I ricercatori di Oxfam studiano la questione da alcuni anni e il loro rapporto più recente è giunto alla conclusione che il 49% più ricco della popolazione mondiale è responsabile del 175% delle emissioni individuali. L’19% più ricco emette in media XNUMX volte più carbonio pro capite rispetto al XNUMX% più povero. Un altro paio di gruppi di ricerca indipendenti hanno pubblicato periodici Carbon Majors Report e profili grafici interattivi di un centinaio di aziende globali che sono specificamente responsabili di quasi due terzi di tutti i gas serra dalla metà del XNUMX.th secolo, tra cui solo cinquanta aziende – sia private che statali – che sono responsabili della metà di tutte le emissioni industriali odierne (vedi climaaccountability.org). Quindi, mentre le popolazioni più vulnerabili del mondo sono colpite in modo sproporzionato da siccità, inondazioni, tempeste violente e innalzamento del livello del mare, la responsabilità ricade direttamente sui più ricchi del mondo.
Quando l’attuale rapporto dell’IPCC è stato pubblicato per la prima volta, il Segretario generale delle Nazioni Unite lo ha descritto come un “codice rosso per l’umanità” e ha chiesto un’azione decisiva.

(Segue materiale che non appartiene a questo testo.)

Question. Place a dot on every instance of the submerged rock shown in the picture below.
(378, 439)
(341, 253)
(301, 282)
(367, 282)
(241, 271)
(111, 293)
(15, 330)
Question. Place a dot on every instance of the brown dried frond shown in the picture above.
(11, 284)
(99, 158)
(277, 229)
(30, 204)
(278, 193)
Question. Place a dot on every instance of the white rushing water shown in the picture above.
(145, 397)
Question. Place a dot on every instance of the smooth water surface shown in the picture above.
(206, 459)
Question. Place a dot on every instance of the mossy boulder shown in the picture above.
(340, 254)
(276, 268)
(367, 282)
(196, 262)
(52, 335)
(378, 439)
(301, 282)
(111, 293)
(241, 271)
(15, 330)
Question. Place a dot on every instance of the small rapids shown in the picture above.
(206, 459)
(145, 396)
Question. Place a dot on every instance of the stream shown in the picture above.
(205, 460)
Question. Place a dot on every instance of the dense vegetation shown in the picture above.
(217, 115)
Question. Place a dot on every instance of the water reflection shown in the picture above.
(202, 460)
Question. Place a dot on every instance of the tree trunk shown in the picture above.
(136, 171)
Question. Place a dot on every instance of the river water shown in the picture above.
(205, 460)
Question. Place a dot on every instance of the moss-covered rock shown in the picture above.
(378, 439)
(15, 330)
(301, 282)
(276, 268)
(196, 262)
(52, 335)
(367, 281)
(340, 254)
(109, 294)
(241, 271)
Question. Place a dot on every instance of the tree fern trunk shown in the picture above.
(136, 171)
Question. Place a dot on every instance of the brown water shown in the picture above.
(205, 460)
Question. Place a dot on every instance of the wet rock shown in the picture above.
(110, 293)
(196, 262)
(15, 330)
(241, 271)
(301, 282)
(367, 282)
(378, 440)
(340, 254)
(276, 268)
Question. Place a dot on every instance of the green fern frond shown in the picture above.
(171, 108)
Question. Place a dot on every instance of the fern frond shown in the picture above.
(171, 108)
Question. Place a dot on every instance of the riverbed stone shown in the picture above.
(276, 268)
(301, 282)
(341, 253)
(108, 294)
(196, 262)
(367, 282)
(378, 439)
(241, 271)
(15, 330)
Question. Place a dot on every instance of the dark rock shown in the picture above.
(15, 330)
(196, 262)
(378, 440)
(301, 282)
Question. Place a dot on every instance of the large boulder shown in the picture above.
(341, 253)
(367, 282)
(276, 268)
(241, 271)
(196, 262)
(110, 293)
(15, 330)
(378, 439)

Greta Thunberg lo ha descritto come un “campanello d’allarme” e ha esortato gli ascoltatori a ritenere responsabili le persone al potere. Se ciò possa accadere abbastanza rapidamente da evitare alcune delle peggiori conseguenze dipenderà dalla forza dei nostri movimenti sociali e anche dalla nostra volontà di affrontare l’intera portata delle trasformazioni sociali che sono ora essenziali per l’umanità e tutta la vita sulla terra. per continuare a prosperare.
Brian Tokar è il co-editore (insieme a Tamra Gilbertson) di Giustizia climatica e rinnovamento comunitario: resistenza e soluzioni dal basso (Routledge 2020) e autore ed editore di sei libri precedenti su questioni e movimenti ambientali, tra cui Verso la giustizia climatica: prospettive sulla crisi climatica e il cambiamento sociale (Nuova Bussola 2014). È docente di studi ambientali presso l'Università del Vermont e docente e membro del consiglio di lunga data dell'Università con sede nel Vermont. Istituto per l'Ecologia Sociale.